Nice, Looks like a great place!


----------



## Big D (Jun 23, 2009)

Sweet....but man that water looks cold


----------



## snipe523 (Mar 19, 2009)

That water was freezing. 5 minutes into our ride we crossed a creek that was deeper than I thought. i didn't lift my feet up and water went right down my left foot. My pants were frozen stiff within about ten minutes but surprisingly my foot never got cold.


----------



## 08GreenBrute (Jul 13, 2009)

looks like a fun ride


----------



## Polaris425 (Dec 16, 2004)

awesome photos!!!


----------



## phreebsd (Dec 16, 2004)

man that creek looked fun! i love riding creeks!


----------



## Big D (Jun 23, 2009)

snipe523 said:


> That water was freezing. 5 minutes into our ride we crossed a creek that was deeper than I thought. i didn't lift my feet up and water went right down my left foot. My pants were frozen stiff within about ten minutes but surprisingly my foot never got cold.
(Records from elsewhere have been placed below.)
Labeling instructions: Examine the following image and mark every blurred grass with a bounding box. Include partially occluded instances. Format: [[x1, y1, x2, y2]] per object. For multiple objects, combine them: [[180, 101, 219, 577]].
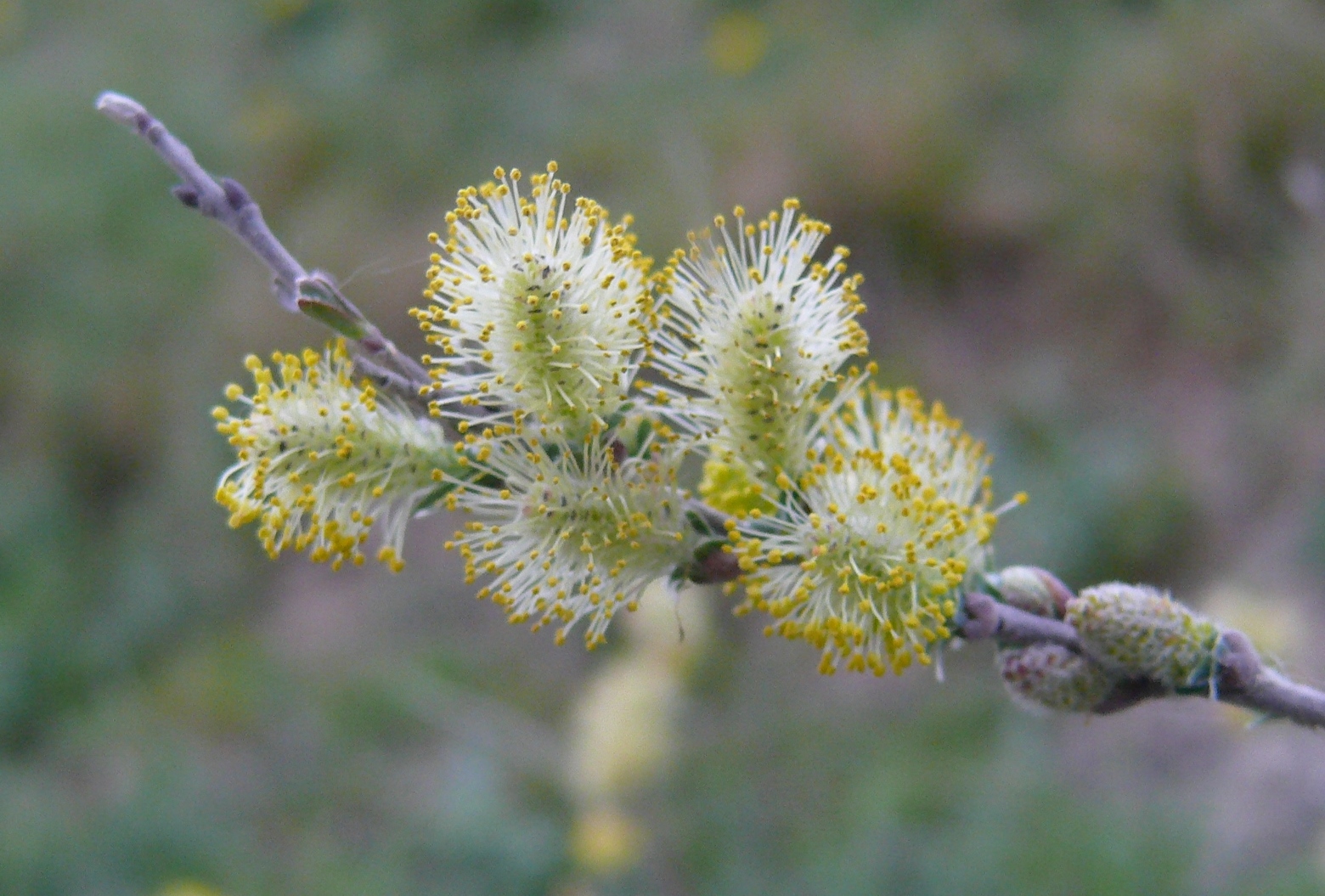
[[0, 0, 1325, 896]]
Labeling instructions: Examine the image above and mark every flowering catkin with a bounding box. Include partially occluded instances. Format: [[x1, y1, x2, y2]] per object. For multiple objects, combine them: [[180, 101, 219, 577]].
[[212, 342, 454, 570], [412, 163, 655, 437], [445, 433, 696, 647], [651, 199, 868, 482], [733, 387, 996, 674]]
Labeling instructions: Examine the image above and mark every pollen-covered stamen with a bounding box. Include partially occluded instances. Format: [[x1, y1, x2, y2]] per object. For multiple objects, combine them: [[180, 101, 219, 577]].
[[447, 436, 696, 648], [414, 165, 655, 435], [736, 387, 998, 674], [652, 199, 868, 480], [213, 342, 454, 570]]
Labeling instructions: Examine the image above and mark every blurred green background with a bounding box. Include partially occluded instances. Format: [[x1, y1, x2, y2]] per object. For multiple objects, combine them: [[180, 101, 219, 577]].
[[8, 0, 1325, 896]]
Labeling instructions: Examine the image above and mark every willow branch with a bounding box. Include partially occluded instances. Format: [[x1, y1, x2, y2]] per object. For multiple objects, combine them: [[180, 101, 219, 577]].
[[97, 92, 432, 403], [958, 593, 1083, 653], [958, 580, 1325, 728]]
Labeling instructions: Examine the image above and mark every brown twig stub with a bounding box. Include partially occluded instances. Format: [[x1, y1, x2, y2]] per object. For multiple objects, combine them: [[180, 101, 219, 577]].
[[97, 90, 307, 312], [97, 92, 432, 403]]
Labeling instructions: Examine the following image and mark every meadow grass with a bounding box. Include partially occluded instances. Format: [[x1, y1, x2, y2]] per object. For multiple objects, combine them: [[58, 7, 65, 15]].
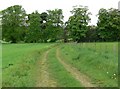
[[47, 48, 82, 87], [2, 44, 53, 87], [0, 44, 2, 88], [60, 43, 118, 87]]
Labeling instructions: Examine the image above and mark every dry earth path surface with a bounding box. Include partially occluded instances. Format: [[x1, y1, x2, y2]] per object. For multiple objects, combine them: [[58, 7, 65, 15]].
[[56, 49, 96, 87], [36, 50, 57, 87]]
Chest waders....they're great unless they fill up


----------



## IBBruin (Feb 10, 2009)

Except for the last two pictures, it looks EXACTLY like a place I used to ride in Benton La. I had to scroll back up to see where you lived.


----------



## gpinjason (Nov 10, 2009)

the first two pics with the powerlines remind me of Superlift ORV park in Hot Springs Arkansas... looks like fun!


----------



## MTImodquad (Jan 2, 2009)

Nice pics man!! Looks like fun!


----------



## MUDDIE49 (Aug 30, 2009)

Great pictures and man does that water look:rockn: cold...!!!


----------



## Doughboy77 (Jan 14, 2010)

Wow! Looks like those trails just go on forever. Cool!


----------